Max Brooks’ World War Z is fiction for the Discovery Channel / NatGeo junkie, that special breed of people who regard Shark Week as a red-letter holiday. Masquerading as a collection of interviews from survivors of a global zombie apocalypse, the book succeeds in taking a ludicrous premise and making the reader take it seriously.
Brooks does a good job at setting up the beginning of the zombie infection. The disease first emerges in China before slowly spreading around the world, both through regular air travel and human trafficking. The public was initially lulled into a false sense of security by a combination of government propaganda and predatory businessmen. By the time the existence of the zombies becomes impossible to deny the human race is already in the middle of a losing battle that ends up killing hundreds of millions and turning them into flesh-eating machines.
I like how the author pulls on different aspects of warfare and survival to describe how an apocalyptic scenario like this would unfold. For example, advanced weaponry is rendered useless as soon as the infection gets too big and those trying to survive have to make do with the most low tech of weapons like axes and shotguns. Individuals from different countries dealt with outbreaks differently; Europeans reused their ‘obsolete’ castles while the entirety of the Japanese population evacuated the entire island.

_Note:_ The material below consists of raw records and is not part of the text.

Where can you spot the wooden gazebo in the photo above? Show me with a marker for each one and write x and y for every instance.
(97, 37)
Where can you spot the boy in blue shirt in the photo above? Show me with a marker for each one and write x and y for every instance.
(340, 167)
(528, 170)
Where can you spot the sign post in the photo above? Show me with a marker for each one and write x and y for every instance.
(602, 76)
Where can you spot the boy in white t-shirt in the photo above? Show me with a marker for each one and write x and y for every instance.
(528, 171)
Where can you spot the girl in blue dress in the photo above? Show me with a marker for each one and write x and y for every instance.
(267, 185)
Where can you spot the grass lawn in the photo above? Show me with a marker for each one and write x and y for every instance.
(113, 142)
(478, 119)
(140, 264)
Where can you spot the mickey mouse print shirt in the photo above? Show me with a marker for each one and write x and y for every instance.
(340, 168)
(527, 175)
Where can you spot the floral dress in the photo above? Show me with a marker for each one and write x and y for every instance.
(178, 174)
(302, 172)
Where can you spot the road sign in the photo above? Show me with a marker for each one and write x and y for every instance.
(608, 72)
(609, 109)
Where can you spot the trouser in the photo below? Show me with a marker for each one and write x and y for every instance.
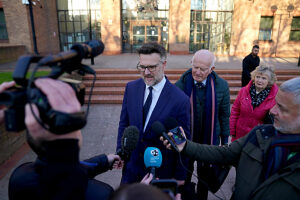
(203, 176)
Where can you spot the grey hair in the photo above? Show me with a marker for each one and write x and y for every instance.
(212, 64)
(262, 69)
(292, 86)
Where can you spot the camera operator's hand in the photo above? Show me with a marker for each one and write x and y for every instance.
(147, 179)
(3, 87)
(114, 161)
(61, 98)
(168, 145)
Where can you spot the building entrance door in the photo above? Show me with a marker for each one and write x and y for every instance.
(210, 30)
(143, 32)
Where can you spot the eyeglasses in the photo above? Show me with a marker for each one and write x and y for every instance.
(143, 68)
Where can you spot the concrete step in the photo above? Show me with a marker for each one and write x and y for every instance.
(170, 77)
(110, 83)
(181, 70)
(118, 99)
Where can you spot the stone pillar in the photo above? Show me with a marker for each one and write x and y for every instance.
(179, 26)
(111, 26)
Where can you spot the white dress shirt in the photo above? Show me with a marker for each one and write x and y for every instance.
(155, 95)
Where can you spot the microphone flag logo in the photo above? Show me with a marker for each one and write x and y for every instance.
(152, 157)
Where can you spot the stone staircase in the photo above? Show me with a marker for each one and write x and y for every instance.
(110, 83)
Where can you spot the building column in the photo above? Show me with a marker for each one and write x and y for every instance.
(179, 26)
(111, 26)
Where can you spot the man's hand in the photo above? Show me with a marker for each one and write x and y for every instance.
(168, 145)
(114, 161)
(61, 98)
(147, 179)
(4, 86)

The book also references current geopolitical issues, like how Cuba’s isolationism is actually beneficial for them during the outbreak. Being an island nation with a restricted airspace means they don’t have the amount of infected US refugees bombarding them and they only had to wait it out until the outbreak subsides. Russia turned itself into a tsarist-era theocracy (this was the most lol wtf moment of the book for me) and instead of India and Pakistan lobbing nukes at each other, it was Iran and Pakistan that duked it out.
There are a lot of things going on in the story and while the reader catches only glimpses of the overall struggle, it effectively conveys the initial helplessness as well as humanity’s concerted effort to fight back at the end. Major props to the author’s research skills too. The episodes which involved the military comes off as very realistic.
The prose itself isn’t really that nuanced or subtle but I’m not a fan of regular SF and I was still vastly entertained. People who are into the genre should definitely read it.